倪后瞻口中说着不要掉以轻心,可第一个轻心的就是他。倪后瞻那天将马监生绑了起来,可也不能总绑着他不管。他便将马监生托付给了其他几人,一来是帮忙看守;二来免得他绑太久病了;三来,这些看守马监生的人都是或生病或胆小的,算是战五渣,倪后瞻计划挺好,人尽其才,原想着看个人应该没问题。
马监生自从昏迷中醒来,就一直骂骂咧咧个不停,诅咒倪后瞻和范铉超不得好死,说魏厂公一定会镇压住他们,然后来解救自己的。
那几个看守的,没有倪后瞻说揍就揍的胆量,只会和他对骂。后来连对骂都懒了,只是放着他不管。
原本和马监生同住一个院子的那些人,多数都被马监生同化成了准阉党,这些日子见国子监里反阉党闹得厉害,纷纷躲在屋子里不敢出来,一个赛一个地愁眉苦脸。

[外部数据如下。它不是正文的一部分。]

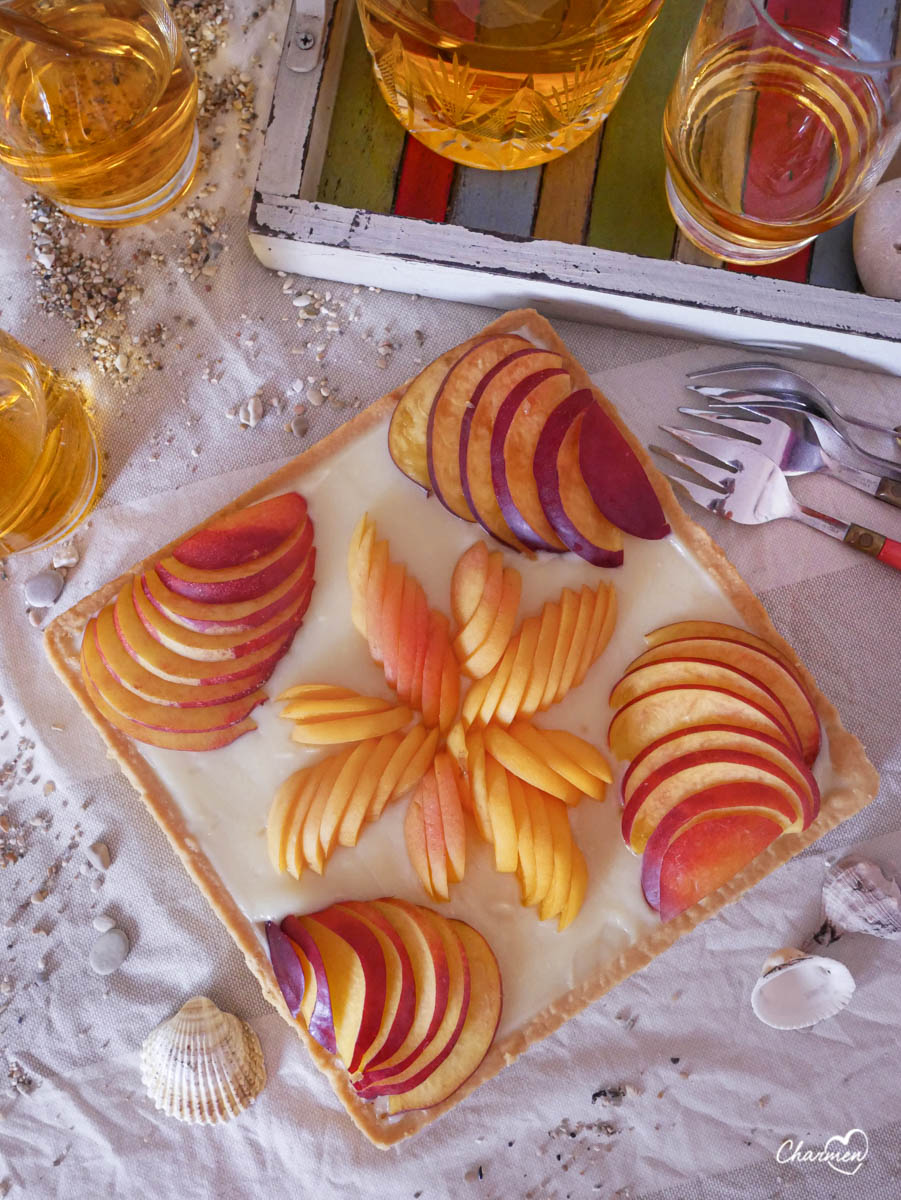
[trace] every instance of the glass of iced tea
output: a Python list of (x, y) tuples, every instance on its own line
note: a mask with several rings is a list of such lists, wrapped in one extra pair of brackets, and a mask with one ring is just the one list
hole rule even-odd
[(382, 95), (419, 141), (508, 171), (558, 158), (626, 86), (661, 0), (357, 0)]
[(0, 329), (0, 557), (68, 536), (99, 487), (84, 392)]
[(6, 7), (0, 163), (92, 224), (175, 204), (197, 164), (197, 81), (165, 0)]
[(775, 262), (850, 216), (901, 143), (901, 0), (707, 0), (663, 122), (702, 250)]

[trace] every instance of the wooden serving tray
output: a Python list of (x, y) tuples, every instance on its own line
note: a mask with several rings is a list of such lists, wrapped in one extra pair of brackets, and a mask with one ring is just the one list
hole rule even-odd
[(722, 269), (678, 234), (660, 128), (700, 0), (666, 0), (602, 130), (511, 172), (455, 166), (405, 134), (354, 0), (327, 0), (300, 51), (315, 7), (291, 11), (251, 207), (267, 266), (901, 370), (901, 303), (859, 292), (851, 221), (764, 275)]

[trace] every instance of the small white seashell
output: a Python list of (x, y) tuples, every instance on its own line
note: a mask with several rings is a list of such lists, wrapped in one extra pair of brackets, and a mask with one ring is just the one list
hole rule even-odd
[(123, 930), (107, 929), (100, 937), (95, 938), (91, 947), (88, 957), (91, 970), (96, 971), (98, 975), (112, 975), (128, 958), (130, 950), (131, 943)]
[(141, 1048), (141, 1079), (158, 1109), (216, 1125), (249, 1108), (266, 1083), (260, 1041), (246, 1021), (192, 996)]
[(96, 867), (98, 871), (106, 871), (112, 862), (112, 857), (109, 852), (109, 846), (106, 842), (94, 842), (88, 846), (84, 852), (85, 858), (92, 867)]
[(763, 964), (751, 1007), (773, 1029), (807, 1029), (841, 1012), (853, 995), (844, 963), (785, 946)]
[(48, 567), (32, 575), (25, 583), (25, 599), (32, 608), (49, 608), (59, 599), (60, 592), (66, 586), (66, 577), (61, 571)]
[(901, 888), (866, 858), (843, 858), (823, 881), (826, 920), (815, 935), (822, 944), (843, 933), (901, 938)]

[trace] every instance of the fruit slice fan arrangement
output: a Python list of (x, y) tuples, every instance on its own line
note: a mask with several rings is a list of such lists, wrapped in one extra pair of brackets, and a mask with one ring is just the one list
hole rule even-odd
[(573, 391), (561, 356), (517, 335), (464, 343), (422, 371), (394, 410), (388, 448), (448, 512), (515, 550), (616, 567), (623, 533), (669, 533), (595, 393)]
[(629, 766), (622, 832), (663, 920), (819, 812), (820, 724), (792, 664), (746, 630), (683, 621), (647, 634), (610, 694)]
[(88, 623), (81, 671), (97, 709), (168, 750), (215, 750), (256, 729), (250, 714), (303, 621), (315, 560), (296, 492), (211, 521)]
[[(454, 569), (452, 632), (367, 516), (348, 570), (353, 624), (397, 702), (331, 684), (282, 693), (295, 741), (343, 748), (277, 792), (267, 823), (273, 866), (298, 878), (307, 867), (322, 872), (336, 846), (355, 846), (364, 825), (412, 789), (407, 852), (432, 899), (447, 900), (463, 878), (470, 813), (497, 870), (518, 875), (522, 903), (565, 929), (587, 883), (568, 809), (583, 796), (602, 800), (611, 776), (594, 746), (530, 718), (582, 683), (613, 631), (615, 592), (606, 583), (564, 589), (516, 629), (519, 572), (477, 542)], [(462, 711), (461, 675), (473, 681)]]
[(405, 900), (346, 901), (266, 926), (291, 1015), (389, 1113), (440, 1104), (488, 1052), (501, 976), (471, 925)]

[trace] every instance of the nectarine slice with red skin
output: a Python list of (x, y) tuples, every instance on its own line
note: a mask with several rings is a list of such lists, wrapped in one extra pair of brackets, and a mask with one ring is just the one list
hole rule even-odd
[(269, 946), (269, 961), (275, 981), (287, 1005), (288, 1012), (296, 1017), (303, 1003), (306, 981), (303, 967), (294, 943), (279, 929), (274, 921), (266, 922), (266, 942)]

可没过几天,他们一看到锦衣卫出马,一抓一个准,范铉超第一个就进了监牢,便有些意动了。
他们很快支开了看守的人,找到了他们之前一直假装不知道被抓的马监生。
马监生被关了几天,虽然有吃有喝,可架不住担惊受怕,脸上胡子邋遢,面容憔悴。
“你们怎么才来!”马监生得到自由的第一句就是抱怨。
那几人暗想:我们要是不来,你不知道还要关几天呢。
想归想,他们还是陪笑道:“我们也不容易啊,那些人盯我们盯得紧呢。今天好不容易才跑出来的。第一件事就是来找你了。”
马监生的脸色这才好看了些,“哼,等我见到魏公公,定要叫他们好看。范铉超,倪后瞻,还有这院子里关着我的那些,一个都不能少!特别是那个倪后瞻!狗咬吕洞宾,不识好人心!”